O educado bisneto da selva continuou trabalhando, imperturbável e tolerante. Todavia, o irrequieto descendente de Adão estalou um chicote, ferindo as ancas do colaborador de quatro patas.
5 Acabrunhado agora, diante da cena triste, o sublime embaixador pediu atitudes de sacrifício.
O servo bovino obedeceu, sem qualquer relutância, revelando indiscutível interesse em ser útil, distraído das próprias chagas. O administrador humano, contudo, redobrou a crueldade, recorrendo ao ferrão para dilacerar-lhe, ainda mais, a carne sanguinolenta…
6 Sensibilizadíssimo, o fiscal celeste anotou o que supôs conveniente aos fins que o traziam e afastou-se, preocupado,
Não atravessara grande distância e encontrou uma vaca em laço forte, com outro homem a ordenhá-la.
7 Sob impressão indefinível, emitiu apelos à renúncia.

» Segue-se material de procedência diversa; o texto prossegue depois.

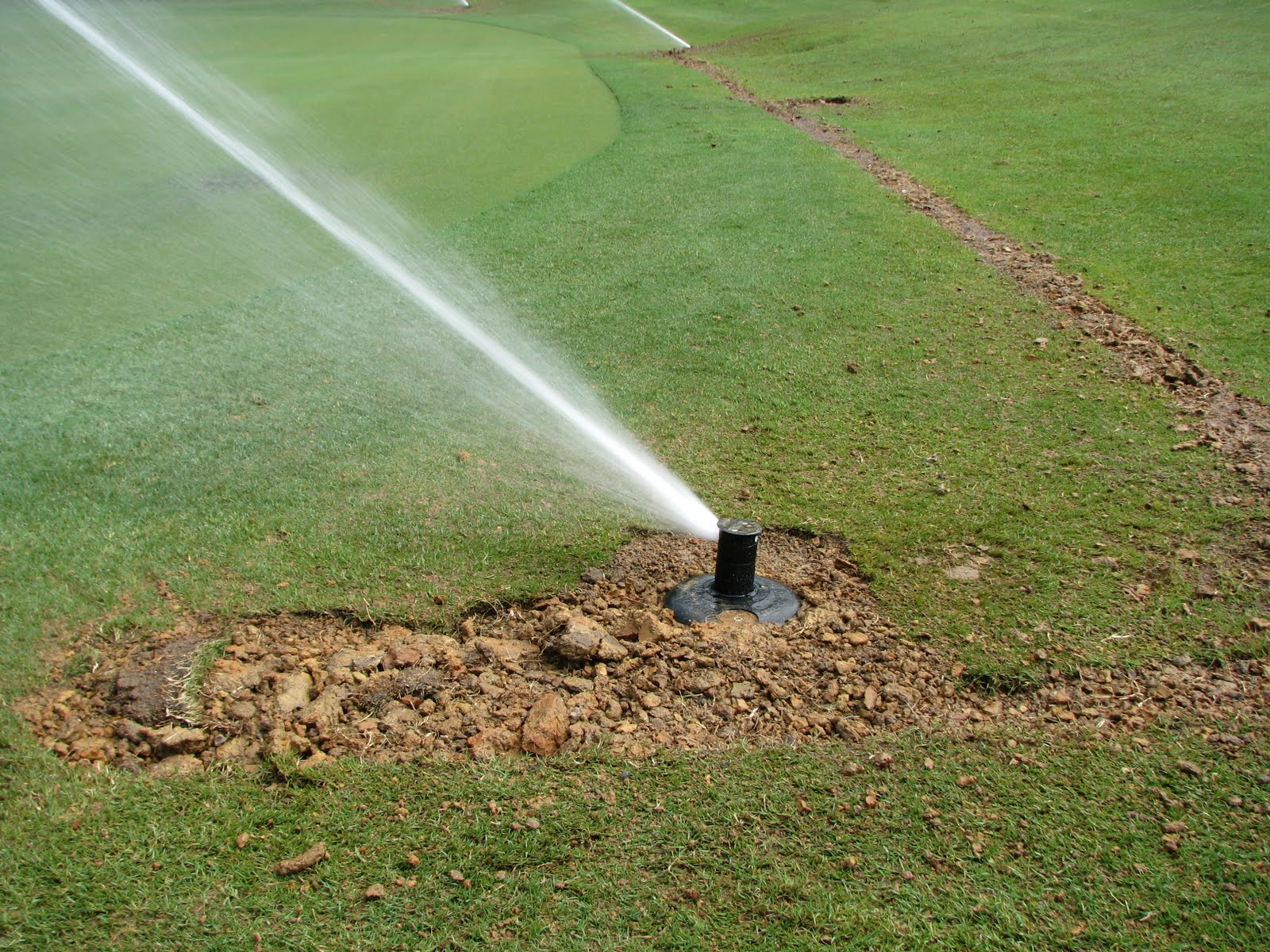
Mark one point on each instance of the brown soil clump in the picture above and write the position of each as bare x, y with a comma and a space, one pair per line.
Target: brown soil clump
1235, 425
603, 663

A mãe bovina atendeu com resignação heroica, prosseguindo firme na posição de quem sabia sacrificar-se, mas o ordenhador, antes que o emissário de cima os analisasse, de perto, porque certa mosca lhe fustigava o nariz, esbofeteou o úbere da vaca, desabafando-se. O funcionário dos altos céus, compadecido, acariciou a vítima que se movimentou alguns centímetros, agradavelmente sensibilizada.
O tratador, porém, berrou desvairado, caluniando-a…

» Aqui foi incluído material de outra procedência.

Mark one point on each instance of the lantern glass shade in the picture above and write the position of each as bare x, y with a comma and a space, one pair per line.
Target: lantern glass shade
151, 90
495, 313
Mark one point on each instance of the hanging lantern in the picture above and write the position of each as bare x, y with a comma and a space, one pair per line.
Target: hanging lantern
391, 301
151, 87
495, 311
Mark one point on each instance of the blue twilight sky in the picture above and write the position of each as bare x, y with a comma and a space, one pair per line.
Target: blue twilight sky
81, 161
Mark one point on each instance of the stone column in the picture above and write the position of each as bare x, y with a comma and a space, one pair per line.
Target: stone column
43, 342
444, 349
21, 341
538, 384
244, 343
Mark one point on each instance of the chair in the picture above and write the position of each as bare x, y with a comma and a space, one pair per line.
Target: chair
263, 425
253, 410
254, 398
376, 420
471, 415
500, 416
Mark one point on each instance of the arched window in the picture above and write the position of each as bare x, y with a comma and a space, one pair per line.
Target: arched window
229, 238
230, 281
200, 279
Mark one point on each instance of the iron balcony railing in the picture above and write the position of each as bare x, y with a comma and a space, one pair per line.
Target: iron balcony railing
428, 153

— Queres escoucear-me, não é? — Gritou, diabólico.
Ergueu-se lesto, deu alguns passos, sacou de bengala rústica e esbordoou-lhe os chifres.
8 Emocionado, o anjo vivificou as energias da vaca, aplicando o seu magnetismo divino, rogou para ela as bênçãos do Altíssimo, empregou forças de coação no agressor, conferindo-lhe salutar dor de cabeça, efetuou os registos que desejava e retirou-se.
9 Prestes a desferir voo, firmamento a fora, encontrou um gênio sublime da hierarquia terrena.
Cumprimentaram-se, fraternos, e o fiscal divino comentou a beleza da paisagem. Não ocultou, porém, a surpresa de que se possuía. Relacionou os objetivos que o obrigaram a parar alguns minutos na Terra e rematou para o irmão na pureza e na virtude:
— Estou satisfeito com a elevação sentimental das criaturas superiores do Planeta. Cultivam a generosidade, renunciam no momento oportuno, trabalham sem lamentações e, sobretudo, auxiliam, com invulgar serenidade, os inferiores.
10 O anjo da ordem terrestre silenciou, espantado por ouvir tão rasgado elogio aos homens. O outro, no entanto, prosseguiu:
— Tive ocasião de presenciar comovedores testemunhos. Pesa-me confessá-lo, porém: Não posso concordar com a posição dos seres mais nobres da Terra, que se movimentam ainda sobre quatro pés, quando certo animal feroz, que os acompanha, agressivo, já detém a leveza do bípede. Naturalmente, sabe o Altíssimo o motivo pelo qual individualidades tão distintas aqui se encontram unidas para a evolução em comum… Tenho, contudo, o propósito de apresentar um relatório minucioso às autoridades divinas, a fim de modificarmos o quadro reinante.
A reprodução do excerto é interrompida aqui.